Testimony from the report makes clear that many youth corrections administrators consider staff sexual abuse of detained youth to be largely consensual, or the result of youth manipulation. The Department of Justice perpetuates that view by insisting that most staff sexual abuse of juveniles is not "violent."
"These are teenagers and children we're talking about," said Stannow, "and corrections staff have immense power over their lives. They can influence when juvenile detainees are released; they can put them in solitary confinement; they can house vulnerable youth with inmates who are known to be violent or sexual predators; they can even deny these kids basic hygiene items. The very notion of any sort of consensual sexual relationship between juveniles and adults in such circumstances is grotesque."
Just Detention International hears daily from survivors of sexual abuse in detention, both youth and adults. In many of their letters, survivors emphasize the fact that they did not put up a fight because they were completely at the mercy of officials. One such survivor, Robin, said, "I did what I was told to do, because I wanted to go home." Another, Toni, explained, "People think rape is rape only when someone has a gun to your head.
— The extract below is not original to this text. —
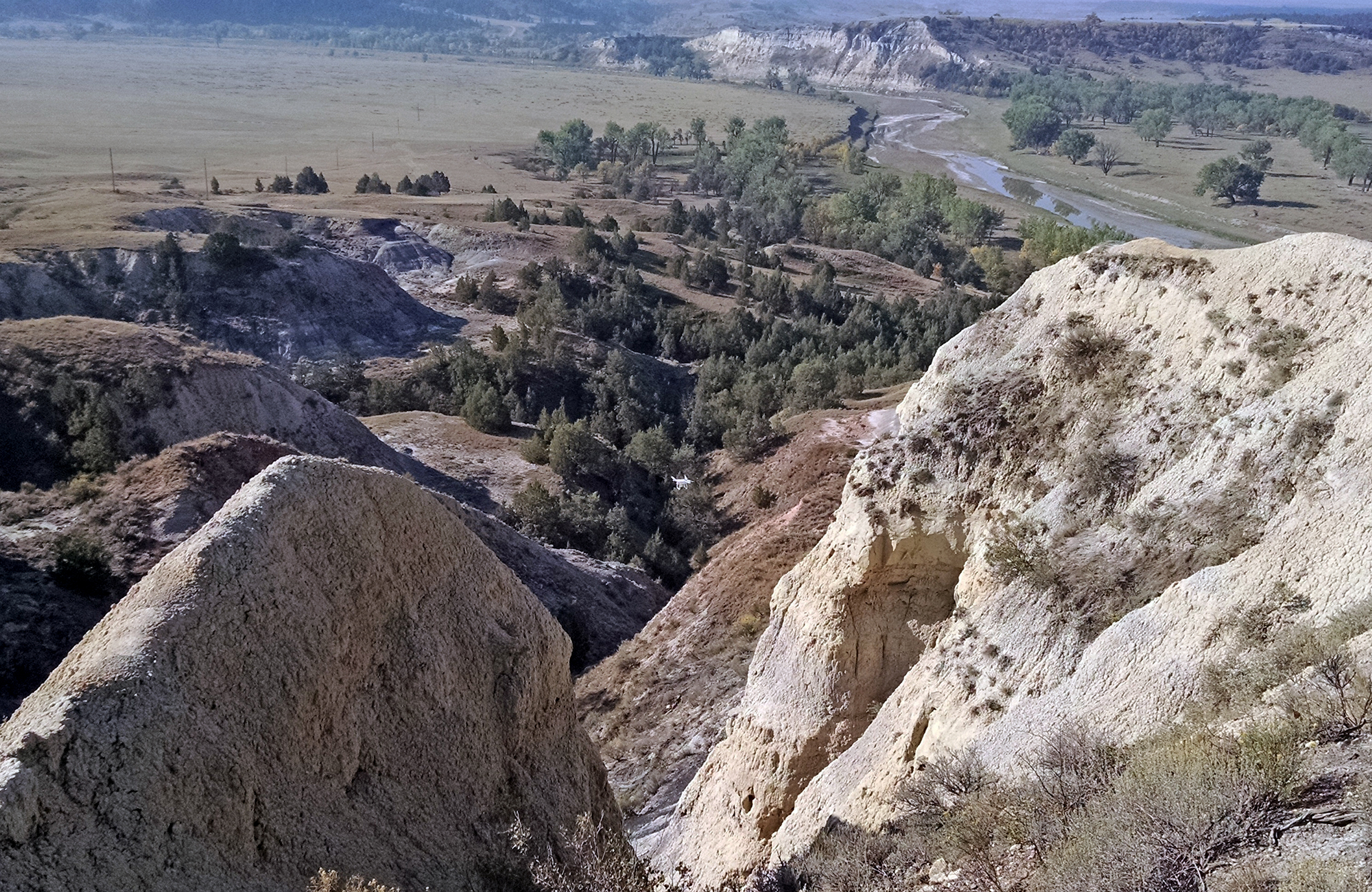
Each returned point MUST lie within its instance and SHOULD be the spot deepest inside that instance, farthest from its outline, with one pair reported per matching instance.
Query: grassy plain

Prison officials don't need a gun; they already have full control over you." Every act of sexual contact between a staff member and a detainee, under any circumstances, is a crime in all 50 states. If the detainee is a minor, it is also child abuse. The Panel failed to acknowledge these basic legal facts in its report.
The Justice Department's downplaying of prison rape statistics is particularly jarring given the department's inaction on this issue. While this report does help to further the study of sexual violence against detainees, Attorney General Eric Holder has so far failed to actually implement new federal standards that could help curtail this violence within corrections facilities. (Holder's deadline for issuing the standards mandated by 2003's Prison Rape Elimination Act passed four months ago). The Justice Department is correct that even one incident of sexual victimization in a detention facility is unacceptable. The department has the power to end this victimization; first, it has to be honest about it.